You won’t be able to just “put his name” on the birth certificate unless you are married or he agrees to sign an “acknowledgment of paternity” in the hospital. You’ll need to go to court after the child is born to file for support and ask for a DNA test to prove paternity to get him on the birth certificate. It’s a long process but he will eventually be required to pay support if the DNA test proves its his kid.


This. It may be a rather lengthy process but you will be raising your child for the next 18 years. He needs to support his child.

It doesn't sound as though you know each other very well and he may have legitimate doubts as to whether or not he is the father of your baby. Maybe he's in denial. Whatever. Have the court order the paternity test. Once that's settled he can either be in his own child's life or not but at least your child will have the benefit of paternal support payments.


We’ve know each other for a little over 2 years





Anonymous
Post 05/15/2018 11:42     Subject: Denies it’s his child

Anonymous wrote:
Anonymous wrote:Op here. I am 6 months pregnant. He makes 6-7 figures every year and I am stuck with $72 k salary. I do need the help financially because I have horrible loans from grad school. I am in California. I do believe my child is entitled to be supported from me and the father. I do plan on putting his name in the birth certificate but he will take my last name. If he wants visitation that’s fine, I would want him to be in his child’s life. At the end of the day, I can’t make him though.
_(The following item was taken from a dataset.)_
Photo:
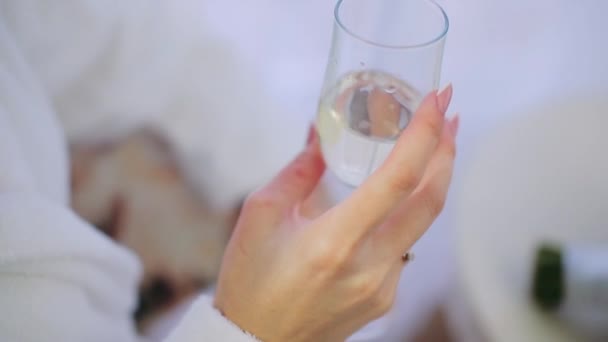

You won’t be able to just “put his name” on the birth certificate unless you are married or he agrees to sign an “acknowledgment of paternity” in the hospital. You’ll need to go to court after the child is born to file for support and ask for a DNA test to prove paternity to get him on the birth certificate. It’s a long process but he will eventually be required to pay support if the DNA test proves its his kid.



I did not know that, thank you for letting me know
Anonymous
Post 05/15/2018 11:42     Subject: Denies it’s his child

Anonymous wrote:
Anonymous wrote:Op here. I am 6 months pregnant. He makes 6-7 figures every year and I am stuck with $72 k salary. I do need the help financially because I have horrible loans from grad school. I am in California. I do believe my child is entitled to be supported from me and the father. I do plan on putting his name in the birth certificate but he will take my last name. If he wants visitation that’s fine, I would want him to be in his child’s life. At the end of the day, I can’t make him though.


It's not his job to pay your student loans. It is his job to support his child. It is also your job to support your child. Don't get too hung up on his income because he might have student loans or other financial obligations that you are not aware of. Maybe he has other children that you aren't aware of.

Take care of yourself, Op. Have a healthy pregnancy, get paternity established through the courts and the rest will fall into place.



Op here, I never said it was his job to pay my student loans.